井上夢人 14 | ||
ラバー・ソウル |
本作のタイトル『ラバー・ソウル』は、ビートルズの6作目のアルバム『Rubber Soul』から取られている。さらに、各章のタイトルに『Rubber Soul』の収録曲を収録順に用いる徹底ぶり。A面、B面の最後にボーナス・トラックとして収録されている"Day Tripper"と"We Can Work It Out"は、同時期に発売されたシングルである(実際は未収録)。
僕はビートルズファンを自認し、CDはすべて持っている。しかし、歌詞はろくにわかっていないことを、本作を読んで突きつけられた。鈴木誠に鼻で笑われるレベルだろう。本作の各章は、タイトル曲の歌詞を連想させる内容になっているのだ。改めて歌詞を確認すると、男の一方的な恋心や嫉妬、恋人への疑心暗鬼といったテーマが実に多い。
ある事故がきっかけで、鈴木誠は彼女に出会った。人との付き合いを避けて生きてきた彼に、生きがいが生まれた。恋人として付き合うことは決して叶わない。ならば、彼女の守護神になろう…。これだけ言えば、ストーカーものだとわかるだろう。
警察による事情聴取と思われる関係者の証言と、鈴木誠の独白が交互に配置される。読者には最初から事件が見えているため、事情を知らない彼女や関係者が恐怖に襲われる描写は、むしろ凄みを増している。鈴木誠の事務所の様子を想像し、彼の身勝手な理屈にただ戦慄する。IT時代のストーカーは手口も巧妙だ…。
とはいえ、中盤くらいまで読み進むと、やや中だるみを感じた。結局、よく聞く話の域を出ないのではないか? そんな疑問を持ってしまったことを告白しよう。
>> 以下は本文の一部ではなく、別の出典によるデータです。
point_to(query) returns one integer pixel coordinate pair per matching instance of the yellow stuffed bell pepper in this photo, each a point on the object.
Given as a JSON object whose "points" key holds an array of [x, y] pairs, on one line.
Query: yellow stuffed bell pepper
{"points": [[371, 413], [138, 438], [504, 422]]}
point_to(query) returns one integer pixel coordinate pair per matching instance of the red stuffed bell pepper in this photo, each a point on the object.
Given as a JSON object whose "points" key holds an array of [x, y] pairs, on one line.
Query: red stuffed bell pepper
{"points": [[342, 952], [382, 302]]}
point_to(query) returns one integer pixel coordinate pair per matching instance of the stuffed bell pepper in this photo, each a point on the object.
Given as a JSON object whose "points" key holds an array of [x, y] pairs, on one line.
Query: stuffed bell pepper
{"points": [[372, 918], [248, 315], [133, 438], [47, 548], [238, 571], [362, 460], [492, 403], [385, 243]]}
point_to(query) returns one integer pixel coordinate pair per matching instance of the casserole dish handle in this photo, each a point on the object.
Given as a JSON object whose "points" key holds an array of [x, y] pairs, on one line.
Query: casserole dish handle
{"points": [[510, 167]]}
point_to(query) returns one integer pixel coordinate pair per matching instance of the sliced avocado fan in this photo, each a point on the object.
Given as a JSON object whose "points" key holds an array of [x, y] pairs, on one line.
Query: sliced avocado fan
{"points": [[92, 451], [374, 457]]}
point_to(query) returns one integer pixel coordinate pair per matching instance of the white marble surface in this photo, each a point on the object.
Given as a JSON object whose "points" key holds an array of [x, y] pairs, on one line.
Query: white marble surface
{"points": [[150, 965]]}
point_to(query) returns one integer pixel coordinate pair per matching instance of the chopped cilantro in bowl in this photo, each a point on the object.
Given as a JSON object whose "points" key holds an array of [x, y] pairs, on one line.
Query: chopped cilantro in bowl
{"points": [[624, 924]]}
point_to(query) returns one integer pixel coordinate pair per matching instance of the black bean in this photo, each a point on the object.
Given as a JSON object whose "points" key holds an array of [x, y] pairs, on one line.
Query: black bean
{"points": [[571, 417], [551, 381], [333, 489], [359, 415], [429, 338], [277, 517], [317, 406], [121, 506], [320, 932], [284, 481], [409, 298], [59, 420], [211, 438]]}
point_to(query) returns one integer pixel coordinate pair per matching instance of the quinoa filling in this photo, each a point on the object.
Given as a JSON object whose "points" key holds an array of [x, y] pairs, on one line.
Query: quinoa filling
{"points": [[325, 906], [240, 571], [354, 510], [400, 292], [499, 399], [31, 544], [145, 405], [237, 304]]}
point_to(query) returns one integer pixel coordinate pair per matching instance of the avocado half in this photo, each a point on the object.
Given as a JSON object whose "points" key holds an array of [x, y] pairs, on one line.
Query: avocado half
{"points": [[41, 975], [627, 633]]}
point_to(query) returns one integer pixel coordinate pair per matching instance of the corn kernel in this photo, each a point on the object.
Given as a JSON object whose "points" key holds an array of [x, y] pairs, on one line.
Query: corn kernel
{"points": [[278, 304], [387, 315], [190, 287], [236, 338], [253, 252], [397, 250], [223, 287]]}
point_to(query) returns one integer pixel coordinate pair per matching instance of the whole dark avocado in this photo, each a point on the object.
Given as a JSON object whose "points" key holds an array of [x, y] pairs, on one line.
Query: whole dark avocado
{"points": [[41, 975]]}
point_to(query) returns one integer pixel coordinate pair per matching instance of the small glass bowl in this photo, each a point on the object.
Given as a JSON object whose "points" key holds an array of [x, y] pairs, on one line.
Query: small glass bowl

後半に入り、行動がエスカレートしてきて、再び緊迫してきた。彼女や関係者がいつ犯人に気づくのか、どうやって決着するのか。興味はその点に絞られたのだが…。
フェアかアンフェアかと問われれば、間違いなくアンフェアだろう。しかし、最後の"We Can Work It Out"に至り、物語の構造が大きく転換することに驚嘆せざるを得ない。皮肉にすぎる歌詞との対比はどうだ。いや、彼にとっては皮肉ではないのか。
井上夢人名義の最高傑作であることはもちろん、今年のNo.1ミステリーの有力候補に違いない。『Rubber Soul』の魅力を再認識させてくれたことにも感謝したい。